Authors : Mike Thelwall, Kayvan Kousha
The h-index is an indicator of the scientific impact of an academic publishing career. Its hybrid publishing/citation nature and inherent bias against younger researchers, women, people in low resourced countries, and those not prioritizing publishing arguably give it little value for most formal and informal research evaluations.
Nevertheless, it is well-known by academics, used in some promotion decisions, and is prominent in bibliometric databases, such as Google Scholar.
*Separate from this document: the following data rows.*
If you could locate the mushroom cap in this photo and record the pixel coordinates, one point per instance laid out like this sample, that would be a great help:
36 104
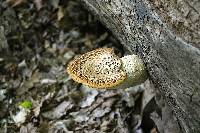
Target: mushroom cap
99 68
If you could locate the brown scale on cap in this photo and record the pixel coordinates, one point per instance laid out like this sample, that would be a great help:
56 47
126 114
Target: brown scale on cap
99 68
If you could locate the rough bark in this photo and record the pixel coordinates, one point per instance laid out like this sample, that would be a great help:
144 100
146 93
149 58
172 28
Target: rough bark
166 35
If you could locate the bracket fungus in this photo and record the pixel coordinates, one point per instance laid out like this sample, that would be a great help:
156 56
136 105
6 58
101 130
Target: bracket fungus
102 69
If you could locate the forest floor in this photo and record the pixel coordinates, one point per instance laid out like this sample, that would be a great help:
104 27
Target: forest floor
38 39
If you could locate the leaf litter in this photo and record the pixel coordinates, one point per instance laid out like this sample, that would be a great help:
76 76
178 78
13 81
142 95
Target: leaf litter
39 39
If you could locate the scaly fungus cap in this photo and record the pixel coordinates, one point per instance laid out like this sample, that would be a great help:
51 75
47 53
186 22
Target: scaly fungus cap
99 68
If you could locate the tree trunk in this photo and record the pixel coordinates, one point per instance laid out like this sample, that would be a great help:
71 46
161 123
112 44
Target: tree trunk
166 34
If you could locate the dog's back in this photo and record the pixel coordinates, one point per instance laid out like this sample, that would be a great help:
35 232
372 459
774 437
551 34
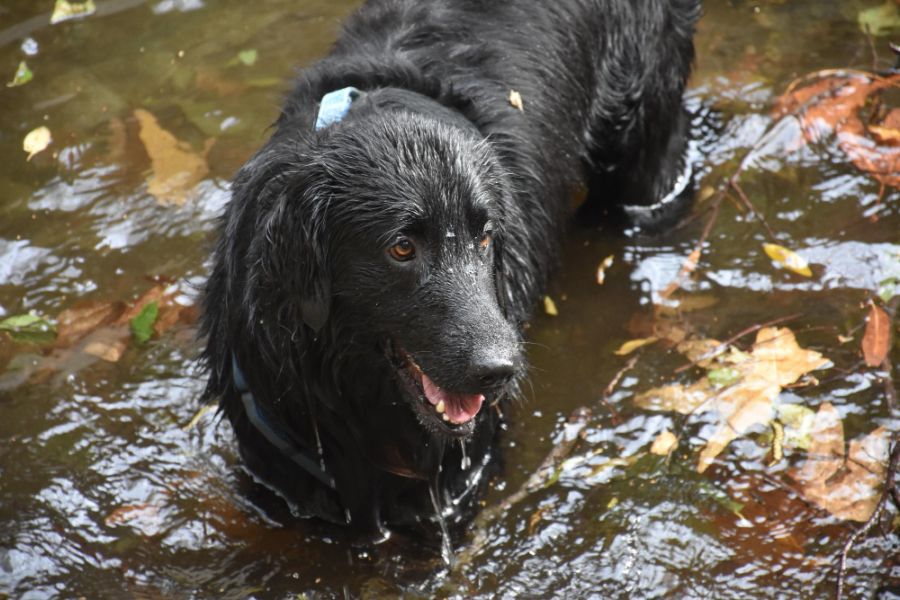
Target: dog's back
370 346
In the context of this apparent conflict, it is important to understand researchers’ attitudes towards the h-index.
This article used public tweets in English to analyse how scholars discuss the h-index in public: is it mentioned, are tweets about it positive or negative, and has interest decreased since its shortcomings were exposed?
The January 2021 Twitter Academic Research initiative was harnessed to download all English tweets mentioning the h-index from the 2006 start of Twitter until the end of 2020. The results showed a constantly increasing number of tweets.
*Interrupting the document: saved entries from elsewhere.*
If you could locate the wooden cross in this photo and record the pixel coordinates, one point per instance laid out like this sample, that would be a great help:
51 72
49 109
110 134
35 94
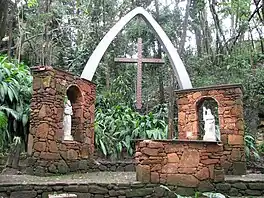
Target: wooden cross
139 60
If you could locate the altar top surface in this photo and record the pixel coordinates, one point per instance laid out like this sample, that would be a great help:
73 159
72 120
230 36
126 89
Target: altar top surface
98 178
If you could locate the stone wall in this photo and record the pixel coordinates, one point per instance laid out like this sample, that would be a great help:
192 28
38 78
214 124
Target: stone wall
230 114
231 188
46 147
183 163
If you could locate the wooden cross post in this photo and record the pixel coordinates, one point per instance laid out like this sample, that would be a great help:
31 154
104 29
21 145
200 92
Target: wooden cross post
139 60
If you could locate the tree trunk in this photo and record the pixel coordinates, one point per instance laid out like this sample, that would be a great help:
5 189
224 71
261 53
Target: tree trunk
160 76
3 18
185 25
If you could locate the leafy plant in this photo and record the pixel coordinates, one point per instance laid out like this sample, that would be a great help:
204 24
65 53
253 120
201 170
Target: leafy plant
117 127
261 148
15 95
250 147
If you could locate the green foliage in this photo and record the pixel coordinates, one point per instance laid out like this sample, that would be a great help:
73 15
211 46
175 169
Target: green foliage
261 148
15 94
250 147
117 127
32 3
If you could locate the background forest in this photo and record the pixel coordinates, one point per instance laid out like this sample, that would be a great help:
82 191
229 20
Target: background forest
219 41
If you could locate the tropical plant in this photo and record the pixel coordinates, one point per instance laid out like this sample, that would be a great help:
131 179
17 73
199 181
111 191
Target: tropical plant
15 95
250 147
261 147
117 127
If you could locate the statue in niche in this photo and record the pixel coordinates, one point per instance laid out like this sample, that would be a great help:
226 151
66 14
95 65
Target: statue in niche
209 125
67 120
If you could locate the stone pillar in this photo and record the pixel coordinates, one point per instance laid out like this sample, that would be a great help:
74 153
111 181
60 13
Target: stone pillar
48 151
230 113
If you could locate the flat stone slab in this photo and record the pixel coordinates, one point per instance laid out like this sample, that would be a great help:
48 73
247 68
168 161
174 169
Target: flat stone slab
100 178
65 195
246 178
85 178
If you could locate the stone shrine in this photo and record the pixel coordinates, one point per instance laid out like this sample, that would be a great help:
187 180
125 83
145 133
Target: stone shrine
48 150
188 161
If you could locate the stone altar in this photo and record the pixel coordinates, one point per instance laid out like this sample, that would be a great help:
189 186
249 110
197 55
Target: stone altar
48 152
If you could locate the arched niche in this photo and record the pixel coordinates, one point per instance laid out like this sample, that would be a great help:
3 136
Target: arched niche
212 104
74 94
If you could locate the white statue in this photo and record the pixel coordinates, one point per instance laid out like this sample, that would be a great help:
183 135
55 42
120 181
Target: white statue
209 125
67 120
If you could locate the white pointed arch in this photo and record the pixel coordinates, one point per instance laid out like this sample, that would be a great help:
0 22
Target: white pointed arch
177 64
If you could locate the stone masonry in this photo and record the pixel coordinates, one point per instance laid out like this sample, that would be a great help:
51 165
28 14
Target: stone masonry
230 110
175 162
46 148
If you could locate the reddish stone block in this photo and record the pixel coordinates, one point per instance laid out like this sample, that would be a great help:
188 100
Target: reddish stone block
181 115
235 139
163 178
30 144
37 83
211 170
42 130
235 154
182 180
53 147
173 148
143 173
170 168
137 154
49 156
40 146
214 148
62 147
196 95
150 151
72 154
219 175
156 167
183 101
202 174
142 144
187 170
210 161
153 144
190 159
85 151
151 161
240 125
154 177
173 158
Whilst the most popular tweets unapologetically used the h-index as an indicator of research performance, 28.5% of tweets were critical of its simplistic nature and others joked about it (8%). The results suggest that interest in the h-index is still increasing online despite scientists willing to evaluate the h-index in public tending to be critical.
Nevertheless, in limited situations it may be effective at succinctly conveying the message that a researcher has had a successful publishing career.